Hier soir nous nous sommes rendu au
Lieu Unique à Nantes, qui accueillait dans le cadre d'un "cycle polar noir" de son Université Pop, François Angelier et Jean-Yves Bochet de l'émission
Mauvais Genres de France Culture. À Nantes, il fait parfois meilleur être parisien que nantais pour être invité dans les hauts lieux de la culture.
Intitulé du cours :
James Ellroy : figure mythique du roman noir épique - La violence est-elle liée à la géographie des villes ?Il faut savoir que l'Université Pop réussit à déplacer de nombreuses personnes. En effet, les abonnés du Lieu Unique peuvent assister gratuitement à ces cours, qui autrement vous coûteront 3 euros. Ainsi un examen sociologique du public laisse apercevoir une dominante féminine, qui tend plutôt vers la cinquantaine et d'une classe sociale sans aucun doute supérieure. Le programme, lui, est souvent riche et appuyé par des conférenciers intéressants (souvenir d'une discussion passionnante avec Tanguy Viel).
Hier soir dès l'introduction le doute s'est installé. Nous n'avons pas noté les phrases textuellement aussi il faudra se contenter de l'idée générale. Sachez donc que le polar est souvent médiocre, simple application d'une recette à destination de "fans de polars" présentés vaguement comme des arriérés. Soit. Peut-être pour rassurer son public sur sa qualité de lecteur Angelier cite Genet et Artaud, Céline. La vraie littérature, quoi. Nous sommes les premiers à dire qu'il y a de sacrés mauvais romans dans le polar, mais dites, y en-a-t-il plus que dans cette noble littérature blanche ?
Après nous avoir déroulé la mythologie James Ellroy (l'alcool, la mort de sa mère, le provocateur pas vraiment raciste) qu'ils ont d'ailleurs souvent évoqué par le terme "personnage", nos deux comparses - un véritable spectacle en duo - ont évoqué les écrits, la vision d'une Amérique par ses nervis plutôt que par ses stars (Kennedy, Luther King, Hoover...) et le style Ellroy, bien sûr. Des termes comme "explosions", "monstre", "péché originel"... sont fréquemment revenus avec au bout de tout ça une conclusion parmi d'autres : Ellroy est un grand auteur, "tout court". Pas un auteur de polar, non, parce que c'est tellement bon que ça dépasse le polar. Si, si. Un bon polar, ce n'est plus du polar (à prononcer avec un geste qui balaie de la main), c'est de la littérature (vous rajouterez bien sûr le L majuscule). D'ailleurs, il paraît qu'Ellroy lui-même le dit maintenant, le polar c'est fini, passé.

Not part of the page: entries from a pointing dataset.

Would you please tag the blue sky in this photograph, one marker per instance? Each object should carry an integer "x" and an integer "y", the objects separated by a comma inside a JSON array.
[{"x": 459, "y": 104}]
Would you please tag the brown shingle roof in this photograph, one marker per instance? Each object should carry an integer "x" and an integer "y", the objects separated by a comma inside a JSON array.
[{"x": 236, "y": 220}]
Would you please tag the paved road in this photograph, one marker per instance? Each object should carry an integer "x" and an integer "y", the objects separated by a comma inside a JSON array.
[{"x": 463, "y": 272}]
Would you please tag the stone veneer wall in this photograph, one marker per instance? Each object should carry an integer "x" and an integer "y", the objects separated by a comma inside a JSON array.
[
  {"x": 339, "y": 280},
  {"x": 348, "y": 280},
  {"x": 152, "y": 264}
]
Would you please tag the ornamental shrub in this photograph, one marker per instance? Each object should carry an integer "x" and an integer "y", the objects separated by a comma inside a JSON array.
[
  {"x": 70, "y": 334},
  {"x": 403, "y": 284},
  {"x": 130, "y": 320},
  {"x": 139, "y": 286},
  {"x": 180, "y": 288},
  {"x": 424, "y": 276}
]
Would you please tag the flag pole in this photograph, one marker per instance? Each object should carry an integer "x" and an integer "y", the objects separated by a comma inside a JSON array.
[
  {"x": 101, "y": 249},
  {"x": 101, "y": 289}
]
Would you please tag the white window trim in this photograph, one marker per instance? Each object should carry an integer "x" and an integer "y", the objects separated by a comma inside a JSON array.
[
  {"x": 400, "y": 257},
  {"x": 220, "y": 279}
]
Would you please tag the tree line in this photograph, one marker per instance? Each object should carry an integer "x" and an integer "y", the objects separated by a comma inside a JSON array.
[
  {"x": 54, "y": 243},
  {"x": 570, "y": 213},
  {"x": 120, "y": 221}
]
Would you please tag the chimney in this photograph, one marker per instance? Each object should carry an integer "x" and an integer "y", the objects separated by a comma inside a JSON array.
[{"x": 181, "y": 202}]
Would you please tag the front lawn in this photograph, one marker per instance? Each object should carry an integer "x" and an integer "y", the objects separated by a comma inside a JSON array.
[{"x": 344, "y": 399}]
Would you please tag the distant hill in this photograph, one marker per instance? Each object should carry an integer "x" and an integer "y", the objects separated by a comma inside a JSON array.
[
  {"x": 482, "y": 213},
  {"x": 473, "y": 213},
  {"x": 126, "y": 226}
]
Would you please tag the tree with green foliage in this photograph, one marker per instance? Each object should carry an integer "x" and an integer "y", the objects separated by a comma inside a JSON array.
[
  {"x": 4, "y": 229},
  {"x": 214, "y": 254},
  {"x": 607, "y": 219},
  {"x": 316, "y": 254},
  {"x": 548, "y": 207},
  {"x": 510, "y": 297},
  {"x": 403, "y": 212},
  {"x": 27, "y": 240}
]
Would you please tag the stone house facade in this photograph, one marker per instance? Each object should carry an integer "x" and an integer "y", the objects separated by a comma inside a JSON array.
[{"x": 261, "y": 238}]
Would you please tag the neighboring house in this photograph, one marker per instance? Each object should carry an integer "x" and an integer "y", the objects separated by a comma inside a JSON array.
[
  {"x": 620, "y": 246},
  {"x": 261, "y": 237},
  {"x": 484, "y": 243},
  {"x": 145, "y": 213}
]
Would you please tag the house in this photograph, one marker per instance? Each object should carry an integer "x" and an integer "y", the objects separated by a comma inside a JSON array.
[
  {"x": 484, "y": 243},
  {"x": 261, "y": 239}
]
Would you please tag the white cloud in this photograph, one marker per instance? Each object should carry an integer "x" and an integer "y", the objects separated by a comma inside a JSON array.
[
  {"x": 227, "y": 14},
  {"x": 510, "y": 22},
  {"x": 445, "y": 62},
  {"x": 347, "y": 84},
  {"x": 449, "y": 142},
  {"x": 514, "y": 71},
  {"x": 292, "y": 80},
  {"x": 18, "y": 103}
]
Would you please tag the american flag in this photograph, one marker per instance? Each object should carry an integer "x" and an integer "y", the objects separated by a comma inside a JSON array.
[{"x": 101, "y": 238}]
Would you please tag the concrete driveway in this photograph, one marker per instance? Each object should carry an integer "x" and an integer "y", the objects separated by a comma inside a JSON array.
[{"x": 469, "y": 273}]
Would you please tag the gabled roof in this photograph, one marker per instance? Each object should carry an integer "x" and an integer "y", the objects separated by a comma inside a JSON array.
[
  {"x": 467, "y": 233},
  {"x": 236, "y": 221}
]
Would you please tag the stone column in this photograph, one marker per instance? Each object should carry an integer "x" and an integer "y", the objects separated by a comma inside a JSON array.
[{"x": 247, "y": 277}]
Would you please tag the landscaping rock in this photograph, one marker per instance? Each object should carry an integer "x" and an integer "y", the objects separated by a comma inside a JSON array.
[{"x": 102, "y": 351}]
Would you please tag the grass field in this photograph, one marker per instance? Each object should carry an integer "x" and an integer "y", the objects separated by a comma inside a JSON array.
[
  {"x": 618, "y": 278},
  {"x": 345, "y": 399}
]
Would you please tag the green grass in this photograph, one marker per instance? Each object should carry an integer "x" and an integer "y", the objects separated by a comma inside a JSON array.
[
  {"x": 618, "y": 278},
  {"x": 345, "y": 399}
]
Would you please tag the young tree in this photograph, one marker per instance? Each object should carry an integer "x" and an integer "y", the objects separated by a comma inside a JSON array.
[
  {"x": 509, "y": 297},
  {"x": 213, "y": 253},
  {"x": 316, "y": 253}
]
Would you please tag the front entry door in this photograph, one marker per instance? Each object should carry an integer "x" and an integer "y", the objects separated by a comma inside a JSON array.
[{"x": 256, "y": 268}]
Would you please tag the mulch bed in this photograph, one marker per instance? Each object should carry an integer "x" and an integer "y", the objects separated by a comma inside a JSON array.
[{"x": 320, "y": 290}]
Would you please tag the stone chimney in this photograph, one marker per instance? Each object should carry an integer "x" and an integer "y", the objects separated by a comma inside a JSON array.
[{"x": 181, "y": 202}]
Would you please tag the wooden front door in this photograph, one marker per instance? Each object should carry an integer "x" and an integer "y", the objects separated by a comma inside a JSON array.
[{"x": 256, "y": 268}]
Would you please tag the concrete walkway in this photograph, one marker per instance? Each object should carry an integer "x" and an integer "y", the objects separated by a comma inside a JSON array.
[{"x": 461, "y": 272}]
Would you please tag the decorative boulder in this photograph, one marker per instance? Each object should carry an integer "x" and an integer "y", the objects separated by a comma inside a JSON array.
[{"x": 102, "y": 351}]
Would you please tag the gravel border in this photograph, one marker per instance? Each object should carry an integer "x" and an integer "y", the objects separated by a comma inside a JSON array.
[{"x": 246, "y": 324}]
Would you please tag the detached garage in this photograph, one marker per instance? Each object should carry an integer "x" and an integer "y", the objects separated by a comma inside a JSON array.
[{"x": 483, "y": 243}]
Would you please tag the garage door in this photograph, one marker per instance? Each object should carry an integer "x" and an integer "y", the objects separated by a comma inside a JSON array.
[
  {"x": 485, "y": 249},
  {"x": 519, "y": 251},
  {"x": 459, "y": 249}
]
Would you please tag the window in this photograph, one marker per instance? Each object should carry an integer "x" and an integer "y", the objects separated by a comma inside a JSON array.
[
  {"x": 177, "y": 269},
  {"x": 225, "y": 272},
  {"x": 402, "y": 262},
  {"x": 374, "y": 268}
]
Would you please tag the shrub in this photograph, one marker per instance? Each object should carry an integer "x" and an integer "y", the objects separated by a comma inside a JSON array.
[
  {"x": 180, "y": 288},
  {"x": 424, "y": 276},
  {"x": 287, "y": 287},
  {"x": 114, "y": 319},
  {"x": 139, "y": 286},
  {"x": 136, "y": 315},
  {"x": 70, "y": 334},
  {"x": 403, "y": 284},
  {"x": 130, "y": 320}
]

Tout de même, les quelques minutes consacrées au thème (la violence et la géographie des villes) auraient mérité un véritable développement. Comment Ellroy présente Los Angeles dans ses romans, comment sa vie tourne autour de Los Angeles, l'endroit où sa mère a été tuée, comment la ville privilégie la vitesse et les grands axes et à quel point il est facile de s'y débarrasser d'un cadavre... La lecture d'un extrait du
Moisson Rouge de Dashiell Hammett a tout de même permis de saisir le parallèle indéniable avec l'écriture d'Ellroy. On aura appris une chose. Qui compense à peine le fait de s'entendre dire pour la n-ième fois qu'un roman de genre, (polar, SF) s'il plaît à ces grands critiques, "dépasse" le genre, "est plus" que le genre. Les mêmes qui parfois, se rengorgeront pour vous dire que "le polar a acquis ses lettres de noblesse".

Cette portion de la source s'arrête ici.